Reconstructing and producing photorealistic renderings of dynamic humans from RGB images has long been considered a holy grail in the fields of computer vision and graphics. Such a capability would open up a wide range of possibilities for applications in areas such as virtual and augmented reality, teleconferencing, and the entertainment industry. Despite more than 25 years of research and development, the problem remains challenging, primarily due to difficulties posed by inherent 3D-to-2D ambiguity, highly dynamic motions, appearance variance, and non-rigid deformation. Moreover, the high cost of the technology has also been a major barrier to widespread adoption, as the reconstruction pipelines often rely on calibrated multi-camera systems and are typically only found in professional studios. In this thesis, I address the challenge of reconstructing and rendering high-quality dynamic humans using unstructured data in the wild, such as photos from the internet or YouTube videos. The goal is to make this expensive technology more accessible to amateur artists and even the general public, democratizing its use beyond just movie studios. To begin, I provide a review of the literature on this long-established problem, starting with the seminal work of Kanade et al. in 1997 and tracing the evolution of the technology through advances in image-based rendering, surface reconstruction, and more recently, modern deep neural networks. Then I present three novel approaches for tackling this problem, each designed to work with different types of source material, including monocular videos, personal photo collections, and single photographs. Through these approaches, my research enables a range of new applications. My proposed first approach, Photo Wake-Up, allows for creating 3D human animations viewable on AR devices like HoloLens using only single images.

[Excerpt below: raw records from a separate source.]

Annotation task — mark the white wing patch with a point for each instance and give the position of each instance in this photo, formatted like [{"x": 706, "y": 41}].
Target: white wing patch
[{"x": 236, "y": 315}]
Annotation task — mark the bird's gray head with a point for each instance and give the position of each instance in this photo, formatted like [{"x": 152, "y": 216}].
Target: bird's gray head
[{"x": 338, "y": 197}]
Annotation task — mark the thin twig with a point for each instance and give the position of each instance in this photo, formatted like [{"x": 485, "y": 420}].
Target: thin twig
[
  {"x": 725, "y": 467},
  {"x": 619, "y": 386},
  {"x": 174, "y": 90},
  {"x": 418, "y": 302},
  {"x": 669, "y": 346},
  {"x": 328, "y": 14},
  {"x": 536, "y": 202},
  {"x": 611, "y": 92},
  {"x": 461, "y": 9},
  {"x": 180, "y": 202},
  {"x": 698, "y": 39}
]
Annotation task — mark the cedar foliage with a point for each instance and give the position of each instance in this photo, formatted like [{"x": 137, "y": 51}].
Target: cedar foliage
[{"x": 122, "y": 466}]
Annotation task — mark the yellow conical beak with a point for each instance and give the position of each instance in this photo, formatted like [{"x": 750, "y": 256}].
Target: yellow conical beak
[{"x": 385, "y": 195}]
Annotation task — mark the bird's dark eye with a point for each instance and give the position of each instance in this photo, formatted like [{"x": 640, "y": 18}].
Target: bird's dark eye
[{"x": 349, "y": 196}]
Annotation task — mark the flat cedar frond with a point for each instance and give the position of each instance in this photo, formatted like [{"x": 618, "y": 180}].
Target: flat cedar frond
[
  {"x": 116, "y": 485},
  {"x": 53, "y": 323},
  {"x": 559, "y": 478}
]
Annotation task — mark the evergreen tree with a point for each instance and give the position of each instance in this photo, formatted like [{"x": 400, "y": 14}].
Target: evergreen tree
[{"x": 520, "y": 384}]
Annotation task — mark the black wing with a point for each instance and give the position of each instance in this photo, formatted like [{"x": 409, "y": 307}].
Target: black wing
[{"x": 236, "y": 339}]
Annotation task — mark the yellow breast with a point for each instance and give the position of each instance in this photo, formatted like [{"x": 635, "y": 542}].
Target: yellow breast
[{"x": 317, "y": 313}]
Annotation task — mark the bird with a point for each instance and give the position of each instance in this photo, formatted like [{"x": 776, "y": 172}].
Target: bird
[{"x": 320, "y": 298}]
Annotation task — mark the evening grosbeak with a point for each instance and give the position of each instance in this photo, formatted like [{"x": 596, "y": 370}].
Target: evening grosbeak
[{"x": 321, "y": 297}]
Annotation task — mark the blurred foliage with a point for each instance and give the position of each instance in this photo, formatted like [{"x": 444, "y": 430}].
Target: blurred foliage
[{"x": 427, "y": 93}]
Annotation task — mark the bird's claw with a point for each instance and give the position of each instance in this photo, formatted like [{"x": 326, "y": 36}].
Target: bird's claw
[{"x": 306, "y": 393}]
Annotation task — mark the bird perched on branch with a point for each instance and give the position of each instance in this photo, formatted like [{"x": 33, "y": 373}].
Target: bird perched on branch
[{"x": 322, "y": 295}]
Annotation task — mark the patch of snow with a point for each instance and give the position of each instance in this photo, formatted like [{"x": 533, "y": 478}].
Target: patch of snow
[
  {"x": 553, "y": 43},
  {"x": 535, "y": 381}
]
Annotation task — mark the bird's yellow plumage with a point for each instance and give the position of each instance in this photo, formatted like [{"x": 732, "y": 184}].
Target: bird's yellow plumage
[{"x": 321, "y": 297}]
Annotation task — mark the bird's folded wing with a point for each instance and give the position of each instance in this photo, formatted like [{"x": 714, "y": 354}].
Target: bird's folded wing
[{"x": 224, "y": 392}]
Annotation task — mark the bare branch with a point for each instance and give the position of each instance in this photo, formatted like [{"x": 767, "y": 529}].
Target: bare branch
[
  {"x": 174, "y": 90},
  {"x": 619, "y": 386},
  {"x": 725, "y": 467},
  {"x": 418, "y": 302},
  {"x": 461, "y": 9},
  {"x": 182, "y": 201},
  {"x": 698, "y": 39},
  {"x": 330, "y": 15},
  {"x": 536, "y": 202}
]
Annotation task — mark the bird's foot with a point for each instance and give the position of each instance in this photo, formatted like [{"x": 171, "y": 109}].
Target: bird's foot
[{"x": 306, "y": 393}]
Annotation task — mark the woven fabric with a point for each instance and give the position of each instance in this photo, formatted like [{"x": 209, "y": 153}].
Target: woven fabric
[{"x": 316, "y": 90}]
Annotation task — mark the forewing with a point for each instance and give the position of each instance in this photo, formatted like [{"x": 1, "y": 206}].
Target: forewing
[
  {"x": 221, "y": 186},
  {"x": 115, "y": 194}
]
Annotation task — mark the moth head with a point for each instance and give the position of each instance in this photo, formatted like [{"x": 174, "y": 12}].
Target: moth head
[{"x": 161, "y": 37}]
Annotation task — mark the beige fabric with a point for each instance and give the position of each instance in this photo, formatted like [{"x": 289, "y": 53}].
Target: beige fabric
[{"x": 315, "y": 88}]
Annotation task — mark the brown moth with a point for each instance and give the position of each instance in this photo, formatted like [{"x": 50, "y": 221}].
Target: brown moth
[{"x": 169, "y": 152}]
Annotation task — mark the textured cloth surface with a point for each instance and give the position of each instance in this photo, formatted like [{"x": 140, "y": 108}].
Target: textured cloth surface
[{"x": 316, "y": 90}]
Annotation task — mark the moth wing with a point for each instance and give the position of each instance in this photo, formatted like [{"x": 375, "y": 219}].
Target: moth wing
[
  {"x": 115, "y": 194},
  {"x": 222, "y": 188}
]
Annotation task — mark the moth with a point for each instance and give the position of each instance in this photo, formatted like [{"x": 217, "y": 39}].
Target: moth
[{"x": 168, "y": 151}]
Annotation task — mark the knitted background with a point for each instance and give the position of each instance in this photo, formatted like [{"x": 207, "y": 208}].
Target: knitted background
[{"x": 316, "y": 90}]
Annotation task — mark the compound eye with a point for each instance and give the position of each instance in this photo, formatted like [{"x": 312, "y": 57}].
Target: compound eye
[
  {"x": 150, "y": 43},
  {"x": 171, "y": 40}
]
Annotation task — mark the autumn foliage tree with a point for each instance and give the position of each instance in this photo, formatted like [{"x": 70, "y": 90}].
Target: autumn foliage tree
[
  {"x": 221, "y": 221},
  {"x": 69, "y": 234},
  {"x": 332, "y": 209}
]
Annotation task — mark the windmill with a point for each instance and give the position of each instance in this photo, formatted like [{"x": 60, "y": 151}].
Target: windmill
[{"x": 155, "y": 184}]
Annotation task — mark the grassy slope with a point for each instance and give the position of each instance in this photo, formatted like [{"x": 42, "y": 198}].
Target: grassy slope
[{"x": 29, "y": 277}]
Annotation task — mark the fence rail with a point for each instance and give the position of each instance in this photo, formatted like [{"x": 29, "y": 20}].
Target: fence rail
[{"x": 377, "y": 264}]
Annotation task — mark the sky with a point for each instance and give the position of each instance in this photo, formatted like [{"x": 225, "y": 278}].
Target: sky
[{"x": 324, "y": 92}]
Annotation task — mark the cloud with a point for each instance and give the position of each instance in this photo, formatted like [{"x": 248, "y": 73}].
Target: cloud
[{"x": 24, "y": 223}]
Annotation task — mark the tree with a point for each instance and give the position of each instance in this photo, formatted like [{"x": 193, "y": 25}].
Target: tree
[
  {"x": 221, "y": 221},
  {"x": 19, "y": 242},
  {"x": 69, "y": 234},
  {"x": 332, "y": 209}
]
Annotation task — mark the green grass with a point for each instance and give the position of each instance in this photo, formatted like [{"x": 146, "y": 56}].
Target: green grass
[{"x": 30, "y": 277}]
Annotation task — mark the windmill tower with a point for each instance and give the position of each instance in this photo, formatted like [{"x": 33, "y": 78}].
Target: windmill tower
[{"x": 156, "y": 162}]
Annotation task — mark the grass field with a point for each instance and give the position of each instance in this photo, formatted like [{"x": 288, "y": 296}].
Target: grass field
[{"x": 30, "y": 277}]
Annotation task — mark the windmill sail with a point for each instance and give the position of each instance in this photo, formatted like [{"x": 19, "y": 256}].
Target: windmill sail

The second method, known as HumanNeRF, enables free-viewpoint rendering of moving persons from a YouTube video. Finally, I present PersonNeRF, an approach that is capable of reconstructing a person, including tennis superstars like Roger Federer, from photo collections, enabling rendering with arbitrary combinations of their viewpoints, appearances, and body poses. In the final section, I discuss the open problems that still exist in this field, as well as how this technology will potentially shape our future world.